During the 2009 Annual Conference a new ministry priority was introduced for the North Alabama Conference. Missions was added to the priorities of New Congregations, Natural Church Development, Effective Leadership for the 21st Century and Empowering a New Generation of Christians. All five of these priorities are meant to help the Conference order and focus its work to fulfill its vision of Every church challenged and equipped to grow more disciples of Jesus Christ by taking risks and changing lives.
This new priority was introduced during the Connectional Ministries report on Friday afternoon of Conference. Rev. Matt Lacey, Director of Mission and Advocacy explained during the report, “God is certainly moving among us, and it is demanded of our faith that we move in the world as well. Because of this, the North Alabama Conference in 2009 is making missions a conference-wide priority. This priority will seek to engage churches, individuals, laity, and clergy within the conference, and empower them to move within and outside the conference.”
Bishop Willimon explained that while missions has always been a part of the Methodist movement and has been implied in the other four priorities of the Conference, it was after he had conversations with many young leaders in the Conference he understood the importance of the Conference specifically developing a new priority of missions to complete the picture of the current four priorities.
Beginning in 2010, this new Conference priority will be reflected in the Weekly Benchmark report.
Rev. Matt Lacey explains.
Starting January 2010, churches from the North Alabama Conference will be asked to report two additional numbers through the conference weekly benchmark report. These numbers will gauge the health of churches in, arguably, the most important field in which churches should be involved: missions and outreach.
The dashboard will ask each church two new questions: “How many people within your congregation were involved in acts of outreach this week?” and “How many people outside of your congregation were you in outreach to this week?”
While these questions may be open-ended, and the ability to quantify acts of outreach may be difficult, they will serve to frame the work of the churches in the annual conference in a way other than attendance numbers or professions of faith. This will also allow our small churches, which work incredibly hard in the mission field and are leaders in creative new ways in outreach ministry, a chance to shine across the conference.
Hopefully, these questions will also serve as an invitation to conversation among the conference; namely, “what exactly counts as an act of outreach?” As the Director of Mission and Advocacy I will welcome these questions, emails, phone calls, and conversations among our churches.
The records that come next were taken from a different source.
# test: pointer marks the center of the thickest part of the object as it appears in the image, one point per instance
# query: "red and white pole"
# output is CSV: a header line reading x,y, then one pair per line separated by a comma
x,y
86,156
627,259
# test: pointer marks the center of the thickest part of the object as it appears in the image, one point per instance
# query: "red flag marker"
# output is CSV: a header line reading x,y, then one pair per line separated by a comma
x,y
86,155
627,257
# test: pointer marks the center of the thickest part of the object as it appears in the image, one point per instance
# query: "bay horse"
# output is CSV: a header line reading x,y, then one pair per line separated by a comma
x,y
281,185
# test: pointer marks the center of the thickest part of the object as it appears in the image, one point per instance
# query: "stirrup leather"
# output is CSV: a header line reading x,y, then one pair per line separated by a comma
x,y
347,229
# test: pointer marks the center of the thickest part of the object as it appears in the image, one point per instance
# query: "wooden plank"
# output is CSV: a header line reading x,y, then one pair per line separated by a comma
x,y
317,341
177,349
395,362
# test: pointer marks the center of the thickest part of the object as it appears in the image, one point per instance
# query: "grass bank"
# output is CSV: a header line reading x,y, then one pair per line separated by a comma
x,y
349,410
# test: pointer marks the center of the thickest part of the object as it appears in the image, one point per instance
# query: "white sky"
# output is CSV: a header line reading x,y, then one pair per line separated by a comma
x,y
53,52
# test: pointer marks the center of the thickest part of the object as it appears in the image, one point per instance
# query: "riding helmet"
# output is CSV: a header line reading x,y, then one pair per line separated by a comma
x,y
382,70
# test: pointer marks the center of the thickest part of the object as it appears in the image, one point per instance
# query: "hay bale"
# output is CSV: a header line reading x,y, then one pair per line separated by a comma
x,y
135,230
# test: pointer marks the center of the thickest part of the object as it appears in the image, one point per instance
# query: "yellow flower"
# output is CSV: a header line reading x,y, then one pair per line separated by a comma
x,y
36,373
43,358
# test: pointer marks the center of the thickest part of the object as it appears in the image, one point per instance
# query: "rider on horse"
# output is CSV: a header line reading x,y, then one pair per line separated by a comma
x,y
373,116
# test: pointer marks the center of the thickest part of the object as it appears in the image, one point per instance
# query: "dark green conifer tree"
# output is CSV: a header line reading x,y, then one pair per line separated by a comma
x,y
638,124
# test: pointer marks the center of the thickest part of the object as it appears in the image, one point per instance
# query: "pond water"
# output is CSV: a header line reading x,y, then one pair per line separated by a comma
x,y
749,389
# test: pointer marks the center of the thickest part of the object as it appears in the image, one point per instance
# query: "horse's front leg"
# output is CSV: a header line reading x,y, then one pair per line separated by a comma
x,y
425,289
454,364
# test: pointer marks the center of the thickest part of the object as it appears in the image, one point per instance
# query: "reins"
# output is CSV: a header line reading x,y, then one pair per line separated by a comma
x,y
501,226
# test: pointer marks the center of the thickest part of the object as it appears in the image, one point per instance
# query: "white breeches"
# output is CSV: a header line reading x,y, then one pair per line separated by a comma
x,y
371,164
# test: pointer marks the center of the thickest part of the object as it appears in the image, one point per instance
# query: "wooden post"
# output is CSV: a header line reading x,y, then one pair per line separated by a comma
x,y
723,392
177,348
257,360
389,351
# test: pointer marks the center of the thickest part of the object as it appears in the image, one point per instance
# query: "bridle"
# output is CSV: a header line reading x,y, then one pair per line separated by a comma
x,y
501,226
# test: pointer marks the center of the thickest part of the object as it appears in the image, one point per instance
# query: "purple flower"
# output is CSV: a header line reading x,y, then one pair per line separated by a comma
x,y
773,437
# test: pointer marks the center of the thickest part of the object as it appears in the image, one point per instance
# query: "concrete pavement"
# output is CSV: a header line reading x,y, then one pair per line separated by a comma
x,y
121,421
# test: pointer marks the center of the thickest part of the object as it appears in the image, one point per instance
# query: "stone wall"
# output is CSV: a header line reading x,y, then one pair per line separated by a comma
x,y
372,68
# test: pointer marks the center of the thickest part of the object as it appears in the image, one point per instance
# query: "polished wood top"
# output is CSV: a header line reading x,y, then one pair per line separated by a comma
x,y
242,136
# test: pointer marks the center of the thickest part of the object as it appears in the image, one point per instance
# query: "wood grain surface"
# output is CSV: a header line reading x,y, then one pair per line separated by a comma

Here are some examples of ways churches are reaching out in service:
- Food Pantries
- Utility Assistance
- Homeless Ministries
- Boy Scouts of America
- Divorcee Ministries
- AIDS Outreach
- Community Childcare
- Housing Assistance
- United Methodist Women and Men Mission Drives
- Disaster Response Donations
- Meals on Wheels
- Ethnic Ministries
- Community Meals/Meetings
- Mission trips and Mission work days
I hope that the pastors, laity, and churches across the conference will see this as an exciting time to take initiative and heed Christ’s call to “go and make disciples of Jesus Christ” by serving their local communities as well as those around the world.
Bishop Willimon adds, “This is an exciting new development for us. North Alabama has an historic commitment to missions at home and abroad. Our churches are doing some fantastic work, but often their mission involvement goes unnoted. This innovation, led by Matt Lacey, is a great step forward in making missions a true priority for us.”
To help prepare your congregation to best answer these two new weekly benchmark questions, here are some ideas of how you can keep track of how many people within your congregation were involved in acts of outreach and how many people outside of you were in outreach to.
Rev. Lacey adds, “I believe most congregations already keep track of their outreach ministries. Congregations often celebrate how many meals they provided, how many families they served during Christmas or how many flood buckets they have packed.”